7. Protection des civils contre les effets de la guerre
Véronique Stenger (VS) : Donc, si je reprends ce que vous venez de nous dire, est-ce que il est trop fort d'affirmer que les Protocoles additionnels de 1977 ont été adoptés, d'une certaine manière, pour répondre à la spécificité des conflits sur le continent africain ?
JM : Oui, mais pas seulement. C'était une partie de la motivation. L'autre partie, c'est ce qu'on n’avait pas pu obtenir en 1949 dans la 4e convention.
VS : Que protège-t-elle ?
Elle protège les civils internés et les civils dans les territoires occupés, mais elle ne protège pas les civils contre les effets des conflits. C’est ce qu'on appelle le droit de la Haye, qui se rapporte à la manière de combattre. Or la motivation principale du CICR était, elle, purement humanitaire. En 1949, la motivation principale du CICR, et notamment de Pictet et de l'institution en général, était d'arriver à obtenir l'interdiction de s'attaquer aux civils, ce qu’il n’a pas obtenu. Cette interdiction n'existait donc pas dans le droit et les "mass bombings" de la 2e Guerre mondiale (Dresde et, à la limite, Hiroshima) n'étaient pas formellement interdits.
Maintenant, avec le Protocole additionnel numéro I, c’est ce deuxième grand objectif qui a été atteint, ainsi que l'interdiction des représailles qui ferait l’objet d’un sujet en soi, qui a finalement été adoptée et qui a un caractère absolu. C’était donc les 2 grands objectifs de la CDDH : l'un, l'objectif humanitaire pour le CICR, soit la protection des civils contre les effets de la guerre, et l'autre objectif politique, pour ce qu'on aurait pu appeler le tiers-monde : l’entrée des guerres de libération dans la catégorie des " conflits armés internationaux".
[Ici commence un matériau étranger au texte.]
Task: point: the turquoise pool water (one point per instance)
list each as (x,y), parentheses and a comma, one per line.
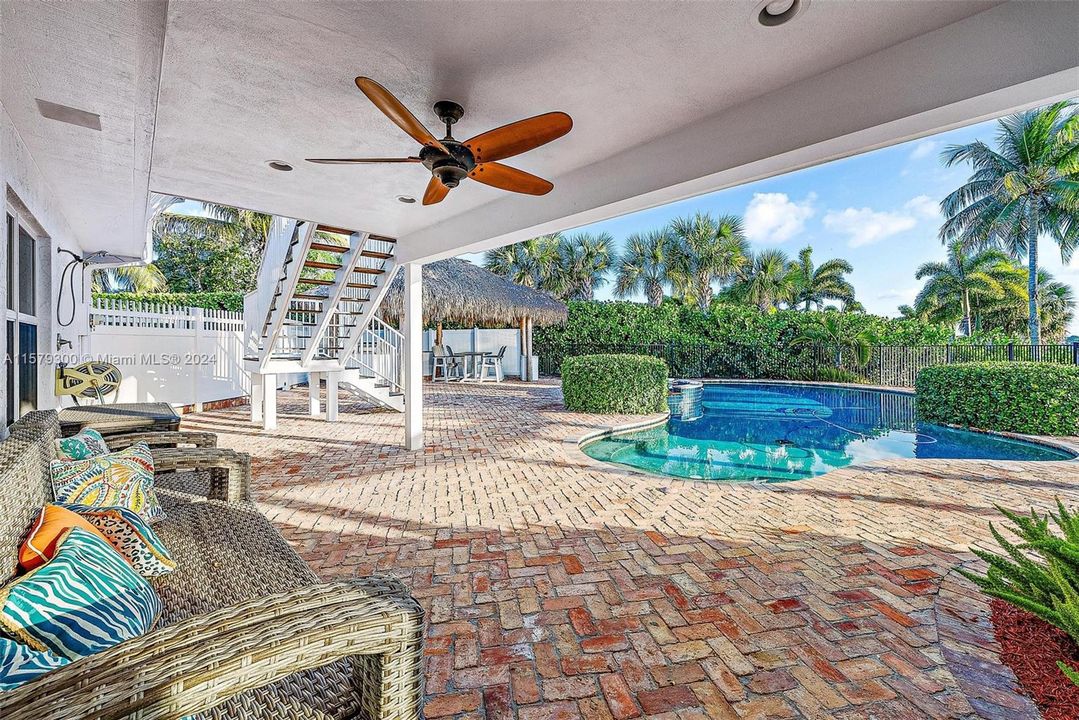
(776,433)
8. Les visites à Nelson Mandela à la prison de Robben Island
DG : On va aller "fast forward" vers l'Afrique du Sud. On se situe entre 1973 et 1975. Comme Délégué général du CICR pour l’Afrique, vous visitez de nombreuses prisons pour contrôler, observer et améliorer les conditions de détention des prisonniers. C'est votre travail. Vous avez eu 6 conversations en prison avec "Madiba". Dites en nous un peu plus sur cet épisode !
JM : Là, on est à Robben Island, qui est l’île prison où étaient détenus les prisonniers Noirs et les Asiatiques, parce que les blancs eux, ils étaient ailleurs, à Pretoria. Effectivement, pendant ces années-là, de 73 à 75, j’étais Délégué général pour l'Afrique. J'ai quitté mon poste de délégué régional pour l'Amérique du Sud à Caracas et l'une de mes tâches était de m'occuper des détenus politiques, pas seulement en Afrique du Sud, mais je dirais notamment en Afrique du Sud. Ainsi, j'ai pu visiter en prison le futur président de la République du Zimbabwe, Robert Mugabe, et quelques autres futurs grands hommes de ces pays. Et donc, je visite aussi Mandela à Robben Island. Mais je ne suis pas le premier. Ces visites avaient été commencées en 1964 par un délégué du CICR, qui s'appelait Georg Hoffmann. Je ne veux pas parler de lui d'une manière négative, mais son rapport sur sa toute première visite de prison à Robben Island était si bon que les autorités sud-africaines l'avaient publié à l’ONU ! C'est un peu comme si les Allemands avaient publié le rapport sur Theresienstadt, toute proportion gardée, n'est-ce pas ?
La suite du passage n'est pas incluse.